An early builder and real estate developer in Bridgewater, Henry Prophett was responsible for a handful of homes across town. Most of these homes were built to accommodate the rising demand for workers' housing that came after the railroad arrived in Bridgewater in 1846, bringing industry and jobs.


Henry was also a metal shingle dealer; you can still spot his "tin roofs" on many of the houses he built, as well as other private homes in town.


Henry spent his wealth both privately and publicly. He donated the "expensive electric clock" that still adorns the Central Square Congregational Church's steeple.

Around 1895, he built this grand, Queen Anne home for himself at 107 Bedford Street, right at the intersection of Springhill (now Maple) Avenue.

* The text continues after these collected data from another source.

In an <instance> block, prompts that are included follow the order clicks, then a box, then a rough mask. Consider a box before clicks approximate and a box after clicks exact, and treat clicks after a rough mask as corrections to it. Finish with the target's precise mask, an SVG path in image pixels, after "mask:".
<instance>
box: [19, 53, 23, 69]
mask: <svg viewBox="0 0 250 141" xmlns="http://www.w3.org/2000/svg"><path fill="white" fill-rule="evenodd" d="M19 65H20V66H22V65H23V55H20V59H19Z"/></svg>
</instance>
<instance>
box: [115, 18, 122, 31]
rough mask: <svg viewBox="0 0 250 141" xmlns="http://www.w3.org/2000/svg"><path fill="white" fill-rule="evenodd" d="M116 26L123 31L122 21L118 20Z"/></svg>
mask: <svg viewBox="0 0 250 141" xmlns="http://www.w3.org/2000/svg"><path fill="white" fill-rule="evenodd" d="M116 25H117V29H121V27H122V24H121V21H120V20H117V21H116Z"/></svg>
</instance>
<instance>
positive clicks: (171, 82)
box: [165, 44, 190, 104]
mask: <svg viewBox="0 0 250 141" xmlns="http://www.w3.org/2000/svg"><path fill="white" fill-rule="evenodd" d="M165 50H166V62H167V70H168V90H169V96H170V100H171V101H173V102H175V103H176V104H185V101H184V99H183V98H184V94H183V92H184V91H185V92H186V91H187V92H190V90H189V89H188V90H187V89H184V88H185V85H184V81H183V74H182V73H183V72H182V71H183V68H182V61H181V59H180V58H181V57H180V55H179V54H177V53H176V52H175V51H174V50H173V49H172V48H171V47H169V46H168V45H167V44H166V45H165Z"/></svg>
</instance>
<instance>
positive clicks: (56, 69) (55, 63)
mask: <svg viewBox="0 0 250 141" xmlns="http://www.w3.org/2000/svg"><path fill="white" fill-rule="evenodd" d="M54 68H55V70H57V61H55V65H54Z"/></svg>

Though the home has since lost its tin roof and decorative ironwork at the roof's ridge line, it still maintains its original form, decorative brackets and woodwork, and beautiful stained-glass windows. The gabled roof that once capped a second-story balcony remains as well, now supported by brackets instead of the balcony's columns. It's also possible that the elaborate shingle façade is still extant underneath the current aluminum siding.


Some of the most unusual features of this home are its landscaping, including granite pavers on the elliptical Victorian driveway, and large monumental posts that frame the drive and walkways. If these striking granite posts look like gravestones to you, you're not crazy. Prophett likely bought them from a stonemason associated with his family's undertaking business.